ROS at optimal level control cell fate by redox signaling. The balance of pro-oxidants and antioxidants maintains ROS at a safe zone for the cell. However, both the reductive (excess of antioxidant activities) and the oxidative stress can lead the cell to death. In addition, proliferation, survival, inflammation, and metabolism are some features controlled by redox signaling.

Figure 3

Cysteine oxidation is the site mainly described for redox signaling. Proteins sensitive to oxidation at thiols (cysteine amino acids contain thiols groups exposed for reaction) groups are a target for peroxide hydrogen and other oxidants. (a) First oxidation can change the conformation of the protein, which in turn will send a signal derived from this oxidation.

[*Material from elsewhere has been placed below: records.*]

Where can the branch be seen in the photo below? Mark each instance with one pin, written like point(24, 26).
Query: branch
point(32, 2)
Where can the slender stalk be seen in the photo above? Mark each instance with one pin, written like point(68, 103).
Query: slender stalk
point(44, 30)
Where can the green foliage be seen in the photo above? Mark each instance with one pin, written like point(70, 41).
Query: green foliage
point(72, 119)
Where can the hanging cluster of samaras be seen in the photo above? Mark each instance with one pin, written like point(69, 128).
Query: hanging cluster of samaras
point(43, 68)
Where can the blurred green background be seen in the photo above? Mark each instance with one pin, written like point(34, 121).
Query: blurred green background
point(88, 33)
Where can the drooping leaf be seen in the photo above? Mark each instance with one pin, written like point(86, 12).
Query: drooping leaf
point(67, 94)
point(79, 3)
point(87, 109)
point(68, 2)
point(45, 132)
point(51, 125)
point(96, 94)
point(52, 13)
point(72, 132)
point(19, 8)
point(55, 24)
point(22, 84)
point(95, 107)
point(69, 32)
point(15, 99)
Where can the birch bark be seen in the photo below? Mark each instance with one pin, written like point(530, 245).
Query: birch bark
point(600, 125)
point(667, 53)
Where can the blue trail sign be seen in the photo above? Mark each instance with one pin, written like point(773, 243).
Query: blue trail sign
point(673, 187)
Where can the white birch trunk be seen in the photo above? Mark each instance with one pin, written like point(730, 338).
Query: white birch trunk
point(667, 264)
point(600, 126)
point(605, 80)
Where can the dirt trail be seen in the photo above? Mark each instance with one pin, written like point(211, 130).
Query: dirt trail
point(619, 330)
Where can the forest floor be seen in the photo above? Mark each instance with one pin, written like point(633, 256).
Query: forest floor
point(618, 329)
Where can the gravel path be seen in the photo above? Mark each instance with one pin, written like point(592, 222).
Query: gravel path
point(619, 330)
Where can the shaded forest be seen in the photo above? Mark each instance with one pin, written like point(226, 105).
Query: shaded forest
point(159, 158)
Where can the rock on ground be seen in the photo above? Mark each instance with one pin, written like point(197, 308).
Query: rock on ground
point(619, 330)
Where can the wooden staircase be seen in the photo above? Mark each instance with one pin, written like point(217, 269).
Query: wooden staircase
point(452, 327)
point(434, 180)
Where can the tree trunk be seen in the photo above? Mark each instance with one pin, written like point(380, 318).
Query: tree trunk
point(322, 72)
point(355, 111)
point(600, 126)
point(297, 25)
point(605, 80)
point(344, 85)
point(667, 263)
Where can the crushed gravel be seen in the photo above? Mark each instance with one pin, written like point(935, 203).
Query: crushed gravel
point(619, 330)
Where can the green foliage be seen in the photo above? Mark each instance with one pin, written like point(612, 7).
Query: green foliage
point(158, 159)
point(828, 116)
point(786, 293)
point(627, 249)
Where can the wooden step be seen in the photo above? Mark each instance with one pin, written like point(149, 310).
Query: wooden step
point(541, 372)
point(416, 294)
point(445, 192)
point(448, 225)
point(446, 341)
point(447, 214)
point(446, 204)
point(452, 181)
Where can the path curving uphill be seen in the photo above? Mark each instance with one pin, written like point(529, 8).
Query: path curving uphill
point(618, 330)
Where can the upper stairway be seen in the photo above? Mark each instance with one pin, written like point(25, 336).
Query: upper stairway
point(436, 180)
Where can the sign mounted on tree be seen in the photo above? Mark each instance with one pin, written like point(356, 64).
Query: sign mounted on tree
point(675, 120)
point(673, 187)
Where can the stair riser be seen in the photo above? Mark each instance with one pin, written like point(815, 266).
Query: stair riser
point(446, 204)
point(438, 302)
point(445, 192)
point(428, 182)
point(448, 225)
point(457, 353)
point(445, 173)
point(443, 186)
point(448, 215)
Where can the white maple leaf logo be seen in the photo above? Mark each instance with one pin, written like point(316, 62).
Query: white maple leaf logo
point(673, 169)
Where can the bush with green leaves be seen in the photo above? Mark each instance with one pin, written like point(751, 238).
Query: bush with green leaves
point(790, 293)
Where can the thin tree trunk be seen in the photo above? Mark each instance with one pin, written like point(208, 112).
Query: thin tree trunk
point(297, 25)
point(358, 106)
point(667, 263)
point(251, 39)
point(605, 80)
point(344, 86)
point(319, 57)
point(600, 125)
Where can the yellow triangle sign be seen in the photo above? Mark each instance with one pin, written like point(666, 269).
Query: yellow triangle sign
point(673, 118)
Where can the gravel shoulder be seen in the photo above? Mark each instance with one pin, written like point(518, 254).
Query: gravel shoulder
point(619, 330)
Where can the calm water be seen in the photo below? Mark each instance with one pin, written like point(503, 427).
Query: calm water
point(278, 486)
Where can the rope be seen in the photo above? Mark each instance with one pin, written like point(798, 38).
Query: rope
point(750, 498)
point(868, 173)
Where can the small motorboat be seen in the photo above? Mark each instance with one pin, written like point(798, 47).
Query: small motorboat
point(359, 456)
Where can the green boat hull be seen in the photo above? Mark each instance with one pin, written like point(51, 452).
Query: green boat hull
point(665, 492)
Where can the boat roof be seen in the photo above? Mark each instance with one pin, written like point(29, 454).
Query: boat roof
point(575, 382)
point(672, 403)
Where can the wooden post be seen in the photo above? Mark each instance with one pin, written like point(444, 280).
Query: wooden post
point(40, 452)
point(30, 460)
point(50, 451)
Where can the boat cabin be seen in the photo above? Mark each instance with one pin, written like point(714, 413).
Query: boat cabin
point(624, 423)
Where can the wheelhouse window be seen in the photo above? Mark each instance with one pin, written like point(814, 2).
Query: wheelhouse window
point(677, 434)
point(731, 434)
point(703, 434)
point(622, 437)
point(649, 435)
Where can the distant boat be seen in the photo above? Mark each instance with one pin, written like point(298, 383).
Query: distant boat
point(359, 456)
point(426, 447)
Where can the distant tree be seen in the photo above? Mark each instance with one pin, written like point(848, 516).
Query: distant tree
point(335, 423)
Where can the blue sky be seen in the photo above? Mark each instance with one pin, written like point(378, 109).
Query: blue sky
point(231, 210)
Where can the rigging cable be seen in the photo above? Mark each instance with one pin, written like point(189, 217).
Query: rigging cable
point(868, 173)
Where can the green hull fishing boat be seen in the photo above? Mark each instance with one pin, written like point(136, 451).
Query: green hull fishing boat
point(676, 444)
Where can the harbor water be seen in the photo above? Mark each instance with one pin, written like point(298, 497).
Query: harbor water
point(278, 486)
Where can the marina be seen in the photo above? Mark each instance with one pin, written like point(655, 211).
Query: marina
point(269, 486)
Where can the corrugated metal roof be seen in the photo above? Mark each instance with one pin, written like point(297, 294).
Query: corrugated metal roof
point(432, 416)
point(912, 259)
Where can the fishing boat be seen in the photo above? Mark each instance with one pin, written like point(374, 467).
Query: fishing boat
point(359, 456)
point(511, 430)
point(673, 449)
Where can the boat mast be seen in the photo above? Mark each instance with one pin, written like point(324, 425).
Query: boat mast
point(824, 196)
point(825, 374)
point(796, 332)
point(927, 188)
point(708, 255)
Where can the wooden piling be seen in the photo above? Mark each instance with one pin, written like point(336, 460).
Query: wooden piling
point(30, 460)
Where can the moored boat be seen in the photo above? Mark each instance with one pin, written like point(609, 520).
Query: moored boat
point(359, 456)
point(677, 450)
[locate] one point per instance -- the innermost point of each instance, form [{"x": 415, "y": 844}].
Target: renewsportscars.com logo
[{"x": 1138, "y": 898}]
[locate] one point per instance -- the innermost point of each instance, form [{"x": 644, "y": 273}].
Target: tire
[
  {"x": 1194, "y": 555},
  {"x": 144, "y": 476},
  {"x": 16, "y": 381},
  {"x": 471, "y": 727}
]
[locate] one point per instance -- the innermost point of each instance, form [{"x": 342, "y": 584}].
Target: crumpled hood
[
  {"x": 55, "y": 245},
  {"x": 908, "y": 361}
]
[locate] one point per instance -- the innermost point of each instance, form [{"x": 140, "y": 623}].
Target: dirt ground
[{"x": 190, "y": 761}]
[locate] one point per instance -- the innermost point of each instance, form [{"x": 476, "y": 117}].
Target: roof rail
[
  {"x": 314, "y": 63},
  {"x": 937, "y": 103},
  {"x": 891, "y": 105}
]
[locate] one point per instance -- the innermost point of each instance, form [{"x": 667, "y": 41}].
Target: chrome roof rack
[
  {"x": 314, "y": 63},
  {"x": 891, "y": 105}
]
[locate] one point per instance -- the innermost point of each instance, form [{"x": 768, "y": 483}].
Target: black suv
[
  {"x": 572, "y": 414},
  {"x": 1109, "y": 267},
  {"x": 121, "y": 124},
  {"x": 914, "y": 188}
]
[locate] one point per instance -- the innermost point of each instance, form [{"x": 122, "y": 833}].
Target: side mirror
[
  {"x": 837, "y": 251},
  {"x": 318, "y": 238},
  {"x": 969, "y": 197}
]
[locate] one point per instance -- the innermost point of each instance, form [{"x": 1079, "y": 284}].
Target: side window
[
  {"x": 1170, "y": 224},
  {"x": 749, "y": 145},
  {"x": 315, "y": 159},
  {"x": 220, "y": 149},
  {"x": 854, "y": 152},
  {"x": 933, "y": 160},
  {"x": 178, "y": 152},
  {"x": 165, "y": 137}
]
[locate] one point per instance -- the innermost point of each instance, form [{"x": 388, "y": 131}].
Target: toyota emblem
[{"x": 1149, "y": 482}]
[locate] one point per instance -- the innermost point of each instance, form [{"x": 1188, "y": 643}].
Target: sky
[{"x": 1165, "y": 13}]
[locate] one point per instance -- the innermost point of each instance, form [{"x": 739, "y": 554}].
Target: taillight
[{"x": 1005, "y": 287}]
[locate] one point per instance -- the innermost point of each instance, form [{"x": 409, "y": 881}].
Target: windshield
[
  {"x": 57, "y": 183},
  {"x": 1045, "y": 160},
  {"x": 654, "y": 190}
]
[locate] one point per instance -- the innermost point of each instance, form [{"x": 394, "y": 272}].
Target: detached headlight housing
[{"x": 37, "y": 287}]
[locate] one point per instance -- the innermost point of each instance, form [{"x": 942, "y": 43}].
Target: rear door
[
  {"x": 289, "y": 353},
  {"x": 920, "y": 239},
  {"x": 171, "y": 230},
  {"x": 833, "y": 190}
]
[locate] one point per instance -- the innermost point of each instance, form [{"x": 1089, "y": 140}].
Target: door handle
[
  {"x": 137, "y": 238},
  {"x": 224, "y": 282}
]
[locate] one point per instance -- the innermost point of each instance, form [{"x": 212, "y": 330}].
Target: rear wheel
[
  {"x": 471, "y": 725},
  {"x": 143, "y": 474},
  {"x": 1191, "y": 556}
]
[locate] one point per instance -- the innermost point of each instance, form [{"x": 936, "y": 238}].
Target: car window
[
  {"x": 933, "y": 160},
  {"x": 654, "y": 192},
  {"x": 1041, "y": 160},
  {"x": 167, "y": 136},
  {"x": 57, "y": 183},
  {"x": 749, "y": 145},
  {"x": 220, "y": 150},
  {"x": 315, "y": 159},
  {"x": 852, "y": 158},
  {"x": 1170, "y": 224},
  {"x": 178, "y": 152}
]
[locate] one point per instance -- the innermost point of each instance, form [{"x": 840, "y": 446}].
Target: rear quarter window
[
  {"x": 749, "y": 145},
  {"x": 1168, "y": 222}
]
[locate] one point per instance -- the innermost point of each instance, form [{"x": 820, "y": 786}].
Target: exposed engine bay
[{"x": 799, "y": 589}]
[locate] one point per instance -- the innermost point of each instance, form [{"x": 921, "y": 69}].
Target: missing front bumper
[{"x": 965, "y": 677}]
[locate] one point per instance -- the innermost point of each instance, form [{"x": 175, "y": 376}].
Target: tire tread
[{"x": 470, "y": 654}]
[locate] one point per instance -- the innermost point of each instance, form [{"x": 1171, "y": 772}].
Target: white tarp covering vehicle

Then, antioxidants can return the protein to its native form. However, in conditions such as oxidative stress, excessive oxidation can occur, driving proteins to irreversible inactivation, a process found in many age-related diseases. (b) Diverse oxidant can lead to a broad range of cysteine modifications that imply different signals relevant to cellular environment.

Figure 4

Crosstalk of ROS and the hallmarks of aging. The excessive production of ROS, a consequence of a redox imbalance, alters important physiological processes and increasing the susceptibility to numerous age-related diseases. Among those mechanisms include inflammation, cell death, bioenergetic failure, telomere attrition, deregulated autophagy, loss in proteostasis, proliferation, epigenetic alterations, and senescence.